Imaginar um escritor, poeta ou ficcionista, que não se tenha mais nada a escrever em
literatura é doloroso, sim, mas é
também fator, segundo Bloom, de renovação, ou como ele afirma, sem esse
voluntário revisionismo,” “desleituras,” “desaprisionamentos,” reação "deliberada" e “perversa,” “distorcida,” de “caricatura de
auto-salvação” não se teria o
surgimento da poesia moderna (apud GRAY, Martin, Dictionary of literary terms.
London: Longmans York
Press, 2nd revised edition, third
impression, 1994, p.28).
Por conseguinte,
deve-se pensar, pelo menos, duas vezes antes de se julgar aleatoriamente um autor, uma obra. E a advertência serve
para nós todos que lidamos com o fenômeno literário e com estudos literários.
Não ser leviano e ligeiro nos
julgamentos inconsistentes de obras
alheias é um desserviço palmar que se comete
com o criador e a criação literária.
Ao contrário, deve-se ter, como em qualquer campo de estudos, uma espécie de “educação para a literatura,” i.e.,
ser elemento agregador, responsável,
ético e não se esquecendo de que até pelos escritores que, em língua
inglesa, são chamados de minor writers, devemos ter nosso apreço.

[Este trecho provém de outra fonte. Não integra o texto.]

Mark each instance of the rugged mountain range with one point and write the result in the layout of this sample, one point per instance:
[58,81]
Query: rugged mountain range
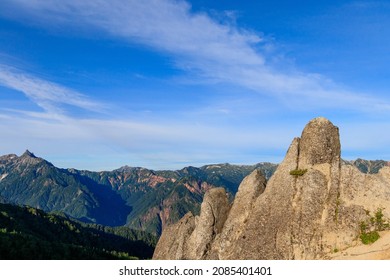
[313,206]
[137,197]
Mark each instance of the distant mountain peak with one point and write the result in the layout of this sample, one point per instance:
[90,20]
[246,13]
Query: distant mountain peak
[27,153]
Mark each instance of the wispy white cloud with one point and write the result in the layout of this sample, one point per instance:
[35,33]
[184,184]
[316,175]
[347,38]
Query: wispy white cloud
[199,44]
[49,96]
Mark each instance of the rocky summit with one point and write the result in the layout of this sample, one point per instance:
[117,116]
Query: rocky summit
[313,206]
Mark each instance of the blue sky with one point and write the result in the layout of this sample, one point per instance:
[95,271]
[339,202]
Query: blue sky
[164,84]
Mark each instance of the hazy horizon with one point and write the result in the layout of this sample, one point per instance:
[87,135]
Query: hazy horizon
[165,84]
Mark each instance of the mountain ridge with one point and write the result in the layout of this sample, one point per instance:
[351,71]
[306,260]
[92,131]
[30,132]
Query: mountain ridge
[138,197]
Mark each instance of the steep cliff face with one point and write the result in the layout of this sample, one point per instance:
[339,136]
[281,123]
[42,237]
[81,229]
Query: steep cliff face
[311,205]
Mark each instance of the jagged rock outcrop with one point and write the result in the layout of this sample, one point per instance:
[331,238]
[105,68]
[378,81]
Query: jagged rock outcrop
[311,206]
[192,237]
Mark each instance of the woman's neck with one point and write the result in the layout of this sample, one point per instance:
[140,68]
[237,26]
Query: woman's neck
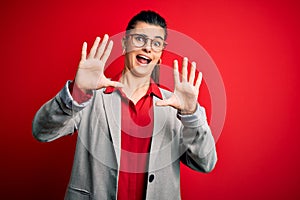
[134,87]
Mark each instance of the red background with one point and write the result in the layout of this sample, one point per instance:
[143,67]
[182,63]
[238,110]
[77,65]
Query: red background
[255,45]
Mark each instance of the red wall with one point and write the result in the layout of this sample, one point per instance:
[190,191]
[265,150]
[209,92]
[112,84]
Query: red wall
[255,45]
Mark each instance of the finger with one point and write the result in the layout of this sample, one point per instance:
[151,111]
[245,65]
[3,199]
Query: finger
[94,48]
[176,72]
[83,51]
[107,51]
[164,102]
[184,69]
[192,73]
[199,80]
[102,47]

Já disse alguém que a literatura não se constrói apenas de gênios, mas de
pequenos e medianos autores, e é essa
mediania que consegue levar adiante a permanência, no presente e no futuro, da história
literária de qualquer país.
E, finalmente, ainda tenho algo a considerar. Por razões
ideológicos ou políticas, autores há que descartam algumas obras por elas não se afinarem com a sua posição religiosa ou filosófica ou porque não são obras
edificantes. Recordo-me de uma artigo de Tristão de Athayde que ponderava que a literatura não é moral, nem imoral, mas
amoral. A obra literária, assim como as artes em geral, não têm
compromisso com a realidade
empírica. Ela é construção da imaginação, da linguagem, de um
estilo, de um objeto criado pelo
artista livre e esteticamente concebido, de um
mundo possível, não um arremedo
da vida em si.
O
que um personagem, num romance, por
exemplo, declara pensa ou faz, não deve
se confundir com uma pessoa de carne e
osso. Ele é uma construção discursiva da linguagem com o seu mundo próprio,
específico, sua autonomia estética,
autotélica, um mundo à parte.
Patrulhar as concepções de um personagem
não passa de uma perspectiva
distorcida e ignorante do leitor
e das instituições sociais. Vários
escritores, no pais e no exterior, foram injustamente processados pela Justiça porque se confundiu e ainda se confunde muitas vezes
persona, personagem inventado, ser fictício, “criação de papel,”
com indivíduos da sociedade que se viram
retratados ou criticados no imaginário de uma obra literária.Nada tão longe da verdade.